O conjunto da obra

Não causou espanto a revelação da trama batizada pelos seus autores de “ Punhal Verde-Amarelo “. Foi apenas uma inflexão relevante, destinada a dar desfecho a uma sequência sistemática de declarações e atos que guardavam lógica e coerência entre si para o fim abjeto de uma ruptura da ordem institucional.

Em cada passo, lá está o instinto, o modelo, que remontava aos idos de 1964, quando as forças armadas, aliadas a setores civis, derrubaram o governo democrático, para iniciar um longo e penoso ciclo autoritário e ditatorial de governo. É daqueles idos que vem a inspiração, o conjunto de ideias, a visão de mundo, comum no estamento militar, e que, tendo sobrevivido à sombra todos aqueles anos, desde 1964, ainda tinha fôlego para uma nova aventura.

Desta vez chegaram ao poder pelo voto, porque fizeram a leitura correta do momento nacional, encontraram a mensagem certa, e porque as forças democráticas e de esquerda – do alto de uma posição de suposta superioridade moral – cometeram erros e desvios graves e sucessivos, afastando-se da identidade e do sentimento dos concidadãos brasileiros.

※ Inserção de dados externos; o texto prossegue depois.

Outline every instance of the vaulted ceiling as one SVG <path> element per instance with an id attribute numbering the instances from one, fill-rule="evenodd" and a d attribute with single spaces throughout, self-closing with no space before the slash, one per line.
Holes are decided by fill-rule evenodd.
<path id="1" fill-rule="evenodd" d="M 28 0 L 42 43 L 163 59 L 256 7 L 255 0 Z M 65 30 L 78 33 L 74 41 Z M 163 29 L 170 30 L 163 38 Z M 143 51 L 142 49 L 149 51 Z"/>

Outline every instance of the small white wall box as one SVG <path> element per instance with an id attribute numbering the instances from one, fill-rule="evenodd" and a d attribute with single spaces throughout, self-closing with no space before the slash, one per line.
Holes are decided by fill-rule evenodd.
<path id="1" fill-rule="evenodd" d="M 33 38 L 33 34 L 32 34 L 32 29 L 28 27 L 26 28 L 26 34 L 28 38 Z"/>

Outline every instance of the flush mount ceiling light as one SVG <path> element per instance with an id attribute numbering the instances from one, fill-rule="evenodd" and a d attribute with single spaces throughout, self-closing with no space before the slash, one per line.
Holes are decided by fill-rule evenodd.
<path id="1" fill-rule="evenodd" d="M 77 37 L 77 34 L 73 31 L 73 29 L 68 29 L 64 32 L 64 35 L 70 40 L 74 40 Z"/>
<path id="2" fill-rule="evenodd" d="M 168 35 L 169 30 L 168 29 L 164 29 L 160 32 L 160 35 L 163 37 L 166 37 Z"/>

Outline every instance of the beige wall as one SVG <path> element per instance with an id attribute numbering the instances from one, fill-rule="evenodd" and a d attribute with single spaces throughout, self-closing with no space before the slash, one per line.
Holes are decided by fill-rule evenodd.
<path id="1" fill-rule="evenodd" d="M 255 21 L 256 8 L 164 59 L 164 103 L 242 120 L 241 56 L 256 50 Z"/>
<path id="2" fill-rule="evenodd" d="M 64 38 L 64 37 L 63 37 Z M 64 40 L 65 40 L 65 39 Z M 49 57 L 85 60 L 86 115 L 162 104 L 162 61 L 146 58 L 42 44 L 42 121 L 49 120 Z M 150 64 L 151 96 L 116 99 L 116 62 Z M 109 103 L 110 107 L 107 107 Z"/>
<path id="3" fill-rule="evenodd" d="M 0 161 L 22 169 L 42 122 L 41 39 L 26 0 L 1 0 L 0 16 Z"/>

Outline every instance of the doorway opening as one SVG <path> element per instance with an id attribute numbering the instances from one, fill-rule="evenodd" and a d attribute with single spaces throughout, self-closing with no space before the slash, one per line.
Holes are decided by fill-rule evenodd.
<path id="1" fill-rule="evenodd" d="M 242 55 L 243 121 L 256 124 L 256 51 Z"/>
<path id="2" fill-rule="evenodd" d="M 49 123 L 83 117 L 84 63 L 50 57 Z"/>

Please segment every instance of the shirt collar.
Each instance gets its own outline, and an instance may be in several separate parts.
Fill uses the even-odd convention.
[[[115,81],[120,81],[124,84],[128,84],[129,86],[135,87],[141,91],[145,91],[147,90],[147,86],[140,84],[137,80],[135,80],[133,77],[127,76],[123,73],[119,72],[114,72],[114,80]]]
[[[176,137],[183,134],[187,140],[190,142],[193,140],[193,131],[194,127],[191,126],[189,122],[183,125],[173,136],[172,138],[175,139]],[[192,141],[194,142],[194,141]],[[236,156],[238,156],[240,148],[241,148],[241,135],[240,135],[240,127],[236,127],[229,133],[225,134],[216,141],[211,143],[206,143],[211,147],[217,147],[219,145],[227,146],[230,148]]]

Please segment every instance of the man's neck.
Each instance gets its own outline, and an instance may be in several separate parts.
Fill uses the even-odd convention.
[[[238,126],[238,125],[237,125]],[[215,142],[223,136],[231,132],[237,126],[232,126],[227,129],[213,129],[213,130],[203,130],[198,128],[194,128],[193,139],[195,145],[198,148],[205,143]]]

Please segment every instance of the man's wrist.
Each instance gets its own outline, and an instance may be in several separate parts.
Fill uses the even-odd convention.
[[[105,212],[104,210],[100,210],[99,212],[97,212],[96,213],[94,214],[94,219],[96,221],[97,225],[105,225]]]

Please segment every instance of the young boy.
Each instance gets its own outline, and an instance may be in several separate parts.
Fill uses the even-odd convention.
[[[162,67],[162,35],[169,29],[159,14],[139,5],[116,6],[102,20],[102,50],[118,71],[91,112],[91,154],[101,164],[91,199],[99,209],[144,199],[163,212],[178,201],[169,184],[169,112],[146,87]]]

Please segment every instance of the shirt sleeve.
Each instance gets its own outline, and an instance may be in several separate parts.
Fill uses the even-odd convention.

As forças reacionárias, de direita, entretanto, fiéis à sua natureza, queriam mais do que a vitória nas urnas, e não trataram de cultivá-la pelas vias do diálogo nacional, da tolerância com os que pensam diferente, com o respeito às instituições da República. Se dedicaram com afinco e zelo ao uso dos instrumentos do poder para nele permanecer, não mais pelo voto, mas pelos caminhos tortuosos do golpismo.

No poder, se ocuparam de empreender um combate sem trégua aos oponentes políticos. mormente as esquerdas, (mas não só elas), mais do que se empenhar nas ações de governo, no esforço de superar as mazelas que nos atormentam.

Estavam mais preocupados em desabonar as urnas eletrônicas e em provar que as vacinas, invés de curar, faziam mal. Impregnaram o povo com a ideia de que todo cidadão deveria portar uma arma, e o presidente – um homem de maus modos, desbocado, primitivo, destituído de empatia, sem o menor apetite para o trabalho, sem o menor conhecimento do seu ofício – passou quatro anos andando pelo Brasil sobre motos, falando em cercadinhos, açulando mágoas e ressentimentos, trazendo à tona sentimentos de baixa extração.

O que foi divulgado pela PF está na mais estrita consonância com o conjunto da obra, os anos sombrios de Bolsonaro. Se ajusta à perfeição com as críticas raivosas à imprensa, os ataques ao Poder Judiciário, os acampamentos que exalavam o cheiro acre do golpismo em torno dos quartéis, os patriotas de fancaria com suas manifestações alucinantes – palcos de imprecações e impropérios lançados contra todos os que não compactuavam com a nova ordem.

O que foi divulgado combina perfeitamente com o 8 de janeiro de 2023, a intentona golpista levada ao estado da arte, a arruaça extravagante, a rebeldia sem causa e consequência.

De tudo, a investigação da PF tem ao menos um ponto a apreciar: era aquilo mesmo, era tudo de pior que se deveria esperar. Era a barbárie à espreita.

E não havia nome mais adequado para a presepada: Punhal Verde-Amarelo.